Qu'est ce qu'il y a justement à faire ? Parce qu'on a constaté qu'après la première délégation, il y a eu comme un silence. Pour vous, est-ce qu'il y a encore des choses qui bloquent dans l'ouverture de cette frontière ? Il n'y a pas que ça, il y a la question aussi du pipeline. Tout ça c'est c'est en stand-by. Est-ce que vous pensez qu'il y a des choses qui bloquent ou il y a des négociations en coulisses ?
Juste Codjo : Evidemment, moi je suis partisan d'une hypothèse qui ne plaît pas à beaucoup de gens. Beaucoup vous diront que le refus des Nigériens d'ouvrir la frontière, c'est un entêtement ou c'est simplement un moyen de mobiliser du soutien à l'interne.
Moi, je vais au-delà parce que cette hypothèse n'est pas convaincante au regard des coûts énormes que le peuple nigérien, que le régime nigérien paye pour cette ouverture. Donc je crois personnellement que la junte nigérienne se sent menacée, qu'il y a une menace peut-être pas visible aux yeux de tout le monde, mais qu'elle a identifiée à son niveau et qu'il est important pour le côté béninois et pour la communauté internationale de chercher à comprendre quelle est cette menace, quelle est cette raison. Parce que ça fait un an comme vous dites. Ils ne peuvent pas continuer à payer ce coup-là pendant un an juste pour le plaisir d'être têtus.
Mais ce qu'elles disent officiellement, les autorités nigériennes, c'est qu'il y a des bases françaises dans le nord du Bénin. Elles parlent de bases d'entraînement de terroristes. Vous pensez que ça c'est pas vraiment ça le problème ? Je rappelle tout de même que Porto-Novo a démenti l'existence de bases et a demandé à Niamey de venir vérifier.
Juste Codjo : Voilà. Et donc ce démenti du Bénin n'a pas rassuré suffisamment les Nigériens. Et donc ça veut dire que comme je disais, c'est à prendre au sérieux. Pour aller toujours dans le même sens de ce que je disais à savoir il faut prendre au sérieux, regardez un peu la composition de la dérigation nigérienne, qui était à Cotonou. Il n'y a pas le ministre des Affaires étrangères, c'est une délégation hautement sécuritaire : le ministre de la sécurité publique, il y a évidemment le directeur de cabinet du président de la transition.
Mais il y a surtout les représentants des services de renseignement du Niger, un représentant de la police du Niger, un représentant de la garde nationale du Niger, un représentant de la gendarmerie nationale du Niger.

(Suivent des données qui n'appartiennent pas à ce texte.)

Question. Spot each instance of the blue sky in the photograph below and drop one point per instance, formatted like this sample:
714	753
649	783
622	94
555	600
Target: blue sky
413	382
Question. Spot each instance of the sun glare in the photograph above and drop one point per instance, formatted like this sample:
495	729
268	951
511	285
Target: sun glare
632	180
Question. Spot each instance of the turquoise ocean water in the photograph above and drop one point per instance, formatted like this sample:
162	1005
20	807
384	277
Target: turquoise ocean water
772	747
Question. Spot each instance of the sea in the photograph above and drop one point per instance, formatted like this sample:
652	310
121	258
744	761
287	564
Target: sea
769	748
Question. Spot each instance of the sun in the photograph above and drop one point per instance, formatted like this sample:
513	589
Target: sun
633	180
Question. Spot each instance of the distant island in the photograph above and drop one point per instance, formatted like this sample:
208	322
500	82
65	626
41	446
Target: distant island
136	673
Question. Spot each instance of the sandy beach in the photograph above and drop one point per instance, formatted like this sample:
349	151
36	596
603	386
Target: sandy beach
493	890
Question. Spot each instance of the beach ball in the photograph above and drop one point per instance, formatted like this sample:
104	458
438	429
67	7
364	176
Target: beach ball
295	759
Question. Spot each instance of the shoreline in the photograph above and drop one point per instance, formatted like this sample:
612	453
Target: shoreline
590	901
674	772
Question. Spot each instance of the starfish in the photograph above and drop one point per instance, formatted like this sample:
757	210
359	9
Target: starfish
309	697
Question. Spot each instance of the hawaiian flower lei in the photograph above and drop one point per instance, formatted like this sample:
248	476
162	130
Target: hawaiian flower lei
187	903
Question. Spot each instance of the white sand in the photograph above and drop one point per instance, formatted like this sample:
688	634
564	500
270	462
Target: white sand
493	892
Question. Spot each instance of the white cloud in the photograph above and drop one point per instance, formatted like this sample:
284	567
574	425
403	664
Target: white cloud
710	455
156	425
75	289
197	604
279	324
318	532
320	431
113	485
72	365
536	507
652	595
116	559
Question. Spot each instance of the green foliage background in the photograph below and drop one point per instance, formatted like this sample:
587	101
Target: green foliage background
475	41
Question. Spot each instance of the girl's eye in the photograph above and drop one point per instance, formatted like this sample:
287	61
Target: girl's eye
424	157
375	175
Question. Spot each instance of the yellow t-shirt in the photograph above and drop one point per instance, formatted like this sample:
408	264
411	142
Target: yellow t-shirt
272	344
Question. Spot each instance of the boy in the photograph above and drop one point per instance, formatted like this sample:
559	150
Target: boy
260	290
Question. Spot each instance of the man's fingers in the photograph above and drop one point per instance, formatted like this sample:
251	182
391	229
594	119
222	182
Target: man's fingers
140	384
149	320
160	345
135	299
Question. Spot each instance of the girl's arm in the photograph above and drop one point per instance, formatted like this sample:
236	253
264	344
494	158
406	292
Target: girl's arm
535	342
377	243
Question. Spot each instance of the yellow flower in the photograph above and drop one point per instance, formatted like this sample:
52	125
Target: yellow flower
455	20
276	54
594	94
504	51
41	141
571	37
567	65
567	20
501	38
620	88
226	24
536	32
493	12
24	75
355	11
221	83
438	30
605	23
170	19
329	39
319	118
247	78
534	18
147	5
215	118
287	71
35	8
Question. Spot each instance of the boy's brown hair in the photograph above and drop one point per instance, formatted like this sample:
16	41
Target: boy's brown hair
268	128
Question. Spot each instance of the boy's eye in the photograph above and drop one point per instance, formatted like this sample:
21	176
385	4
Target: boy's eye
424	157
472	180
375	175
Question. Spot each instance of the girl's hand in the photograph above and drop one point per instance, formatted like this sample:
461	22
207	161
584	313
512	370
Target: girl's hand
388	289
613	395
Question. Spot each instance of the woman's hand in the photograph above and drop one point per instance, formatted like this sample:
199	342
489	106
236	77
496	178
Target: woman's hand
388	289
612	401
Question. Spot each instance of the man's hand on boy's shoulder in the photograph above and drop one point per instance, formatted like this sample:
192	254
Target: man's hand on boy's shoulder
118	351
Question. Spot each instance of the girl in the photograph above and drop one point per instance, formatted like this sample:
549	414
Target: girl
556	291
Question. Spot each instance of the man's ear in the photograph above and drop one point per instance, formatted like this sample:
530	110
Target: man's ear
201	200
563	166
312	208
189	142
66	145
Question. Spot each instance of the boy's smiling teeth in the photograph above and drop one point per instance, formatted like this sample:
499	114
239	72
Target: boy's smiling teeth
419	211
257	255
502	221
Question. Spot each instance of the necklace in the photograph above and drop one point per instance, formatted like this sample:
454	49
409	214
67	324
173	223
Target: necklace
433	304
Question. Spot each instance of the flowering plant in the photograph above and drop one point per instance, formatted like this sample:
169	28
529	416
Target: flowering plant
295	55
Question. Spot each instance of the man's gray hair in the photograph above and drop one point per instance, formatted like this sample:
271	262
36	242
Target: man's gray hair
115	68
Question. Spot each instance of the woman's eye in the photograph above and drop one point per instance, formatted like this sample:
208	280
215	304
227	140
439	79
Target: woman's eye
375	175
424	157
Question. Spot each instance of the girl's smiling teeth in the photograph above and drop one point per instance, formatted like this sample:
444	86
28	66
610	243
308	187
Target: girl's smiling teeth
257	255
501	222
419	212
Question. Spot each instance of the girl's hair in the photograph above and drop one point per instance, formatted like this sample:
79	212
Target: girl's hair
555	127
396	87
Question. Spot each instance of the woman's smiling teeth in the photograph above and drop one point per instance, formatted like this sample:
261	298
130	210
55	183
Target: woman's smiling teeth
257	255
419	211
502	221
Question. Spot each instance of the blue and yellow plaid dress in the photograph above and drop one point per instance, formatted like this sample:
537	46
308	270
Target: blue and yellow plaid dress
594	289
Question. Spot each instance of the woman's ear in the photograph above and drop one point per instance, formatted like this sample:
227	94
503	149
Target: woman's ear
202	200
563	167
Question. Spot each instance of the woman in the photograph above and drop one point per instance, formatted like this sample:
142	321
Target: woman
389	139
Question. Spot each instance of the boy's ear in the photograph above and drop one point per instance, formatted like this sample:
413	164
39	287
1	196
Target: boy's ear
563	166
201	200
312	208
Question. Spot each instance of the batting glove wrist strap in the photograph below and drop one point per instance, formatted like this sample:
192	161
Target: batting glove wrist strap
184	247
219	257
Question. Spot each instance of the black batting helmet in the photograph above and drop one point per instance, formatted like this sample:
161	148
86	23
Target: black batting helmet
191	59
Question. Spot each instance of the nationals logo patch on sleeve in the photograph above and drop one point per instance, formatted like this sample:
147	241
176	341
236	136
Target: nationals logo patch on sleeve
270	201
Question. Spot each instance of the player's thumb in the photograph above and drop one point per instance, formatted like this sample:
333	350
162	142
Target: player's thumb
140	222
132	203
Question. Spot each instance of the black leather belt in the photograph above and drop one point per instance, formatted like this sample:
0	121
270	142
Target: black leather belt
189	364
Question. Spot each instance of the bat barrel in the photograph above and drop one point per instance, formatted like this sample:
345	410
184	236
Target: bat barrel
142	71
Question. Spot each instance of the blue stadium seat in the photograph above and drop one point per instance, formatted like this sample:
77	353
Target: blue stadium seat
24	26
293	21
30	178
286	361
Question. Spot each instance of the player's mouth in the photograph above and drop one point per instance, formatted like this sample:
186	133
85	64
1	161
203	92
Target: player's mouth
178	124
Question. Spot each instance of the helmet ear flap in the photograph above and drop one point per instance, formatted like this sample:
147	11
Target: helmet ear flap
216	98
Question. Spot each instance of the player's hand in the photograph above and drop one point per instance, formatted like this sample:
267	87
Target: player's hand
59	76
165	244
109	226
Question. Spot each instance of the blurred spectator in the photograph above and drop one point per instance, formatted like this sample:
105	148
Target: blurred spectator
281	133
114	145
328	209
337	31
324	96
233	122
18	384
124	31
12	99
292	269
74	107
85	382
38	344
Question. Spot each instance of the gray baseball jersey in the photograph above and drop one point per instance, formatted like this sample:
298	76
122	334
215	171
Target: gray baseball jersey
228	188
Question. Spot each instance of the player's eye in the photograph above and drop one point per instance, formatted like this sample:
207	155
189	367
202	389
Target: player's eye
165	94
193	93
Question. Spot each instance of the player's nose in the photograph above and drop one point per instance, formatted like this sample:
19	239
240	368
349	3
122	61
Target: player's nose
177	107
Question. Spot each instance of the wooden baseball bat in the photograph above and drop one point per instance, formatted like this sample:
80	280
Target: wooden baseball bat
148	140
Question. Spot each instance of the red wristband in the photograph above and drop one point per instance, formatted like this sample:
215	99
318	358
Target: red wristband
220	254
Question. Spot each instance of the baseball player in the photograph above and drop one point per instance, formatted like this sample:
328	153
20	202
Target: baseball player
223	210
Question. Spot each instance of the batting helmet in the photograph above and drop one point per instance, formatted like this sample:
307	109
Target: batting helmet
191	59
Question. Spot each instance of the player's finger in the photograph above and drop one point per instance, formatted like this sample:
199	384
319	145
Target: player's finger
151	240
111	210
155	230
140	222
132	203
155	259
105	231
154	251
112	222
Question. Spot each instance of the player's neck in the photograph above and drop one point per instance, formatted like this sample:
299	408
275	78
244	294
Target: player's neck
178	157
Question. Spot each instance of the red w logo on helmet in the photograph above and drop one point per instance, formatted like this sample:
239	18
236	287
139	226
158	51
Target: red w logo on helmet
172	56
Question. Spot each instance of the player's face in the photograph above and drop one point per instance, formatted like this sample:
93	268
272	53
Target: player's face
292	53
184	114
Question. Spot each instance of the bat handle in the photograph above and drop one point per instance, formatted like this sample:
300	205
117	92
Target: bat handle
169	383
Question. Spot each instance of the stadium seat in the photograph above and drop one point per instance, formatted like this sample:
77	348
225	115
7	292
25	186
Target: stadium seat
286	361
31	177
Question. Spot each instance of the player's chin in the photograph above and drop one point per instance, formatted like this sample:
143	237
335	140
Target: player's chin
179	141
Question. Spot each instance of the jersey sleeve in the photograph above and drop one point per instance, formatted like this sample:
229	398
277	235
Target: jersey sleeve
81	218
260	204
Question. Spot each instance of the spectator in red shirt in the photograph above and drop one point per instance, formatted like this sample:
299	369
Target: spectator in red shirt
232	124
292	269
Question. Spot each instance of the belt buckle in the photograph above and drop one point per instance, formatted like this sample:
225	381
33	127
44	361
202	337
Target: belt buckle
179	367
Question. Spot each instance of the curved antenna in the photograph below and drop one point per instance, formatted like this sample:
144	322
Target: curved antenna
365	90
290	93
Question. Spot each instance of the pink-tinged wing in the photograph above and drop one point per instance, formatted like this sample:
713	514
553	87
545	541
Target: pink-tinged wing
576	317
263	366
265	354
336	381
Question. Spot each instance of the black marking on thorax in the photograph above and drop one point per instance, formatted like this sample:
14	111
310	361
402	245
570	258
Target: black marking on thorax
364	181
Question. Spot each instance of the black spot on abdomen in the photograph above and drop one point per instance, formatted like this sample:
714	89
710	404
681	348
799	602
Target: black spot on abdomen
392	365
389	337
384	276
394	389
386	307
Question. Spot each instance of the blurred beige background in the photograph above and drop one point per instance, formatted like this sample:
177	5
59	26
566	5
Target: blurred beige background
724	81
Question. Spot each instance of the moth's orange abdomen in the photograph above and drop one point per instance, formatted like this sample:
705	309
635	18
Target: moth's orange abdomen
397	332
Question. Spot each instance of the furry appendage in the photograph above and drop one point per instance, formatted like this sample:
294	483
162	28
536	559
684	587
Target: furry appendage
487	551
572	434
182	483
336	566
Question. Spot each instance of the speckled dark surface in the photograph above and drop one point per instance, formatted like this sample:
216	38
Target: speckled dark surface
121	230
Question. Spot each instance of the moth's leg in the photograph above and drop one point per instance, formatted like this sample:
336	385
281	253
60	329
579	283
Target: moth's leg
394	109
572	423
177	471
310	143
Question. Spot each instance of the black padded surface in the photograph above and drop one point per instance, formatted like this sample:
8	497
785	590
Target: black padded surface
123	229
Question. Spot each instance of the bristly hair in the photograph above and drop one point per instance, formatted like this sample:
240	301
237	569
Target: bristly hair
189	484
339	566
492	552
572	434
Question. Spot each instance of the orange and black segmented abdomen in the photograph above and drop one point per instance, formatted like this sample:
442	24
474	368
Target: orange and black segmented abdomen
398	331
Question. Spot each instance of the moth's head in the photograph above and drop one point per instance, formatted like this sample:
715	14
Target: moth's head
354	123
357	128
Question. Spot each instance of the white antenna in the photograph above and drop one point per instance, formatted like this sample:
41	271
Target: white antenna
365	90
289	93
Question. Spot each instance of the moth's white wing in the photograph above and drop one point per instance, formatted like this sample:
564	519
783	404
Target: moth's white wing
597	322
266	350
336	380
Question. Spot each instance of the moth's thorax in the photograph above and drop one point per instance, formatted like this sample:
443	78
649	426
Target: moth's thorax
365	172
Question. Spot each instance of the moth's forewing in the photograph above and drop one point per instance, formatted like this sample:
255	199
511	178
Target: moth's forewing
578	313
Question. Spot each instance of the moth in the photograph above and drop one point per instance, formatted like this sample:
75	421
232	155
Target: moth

Il n'y a pas le ministre des Affaires étrangères. Donc, ça vous dit quelque part que c'est une question sécuritaire que le régime nigérien prend au sérieux. Je ne sais pas ce qui réellement motive la junte nigérienne. Mais quand on regarde ces faits, observables par tous, on ne peut pas ne pas conclure qu'il s'agit de quelque chose qu'eux autres prennent au sérieux. Et donc si nous nous engageons à traiter avec avec eux - je parle nous parce que je suis bien Béninois d'origine - donc si le Bénin s'engage à traiter avec le Niger, il faut effectivement placer leur menace, tout au moins leur faire croire qu'on prend au sérieux ce qu'ils avancent comme allégation. Et traiter cela avec tout le sérieux qu'il faut, toute la responsabilité qu'il faut. Je crois que c'est vraiment salutaire qu'enfin le Bénin ait ouvert les portes pour recevoir cette délégation, comme je dis hautement sécuritaire.
Alors il y a certaines thèses aussi qui affirment que le Niger garde la frontière fermée parce qu'il a aussi envie de faire plier le pouvoir de Porto-Novo, sachant que la population va manifester contre le pouvoir de Patrice Talon. Est-ce que vous pensez que c'est une hypothèse qui est faible ? Parce que certains se disent le Tchad où il y a une base française, la frontière est ouverte. Mais pourquoi c'est avec celle du Bénin que c'est fermé. Ou bien vous pensez que le Niger fait payer au Bénin les sanctions de la Cédéao que le Bénin a validées après le putsch ?
Juste Codjo : Peut-être qu'en comparant le Tchad et le Bénin, peut-être que le Niger a conclu que le Bénin serait une position beaucoup plus vulnérable pour eux en termes de points d'attaque, en termes de point de déstabilisation.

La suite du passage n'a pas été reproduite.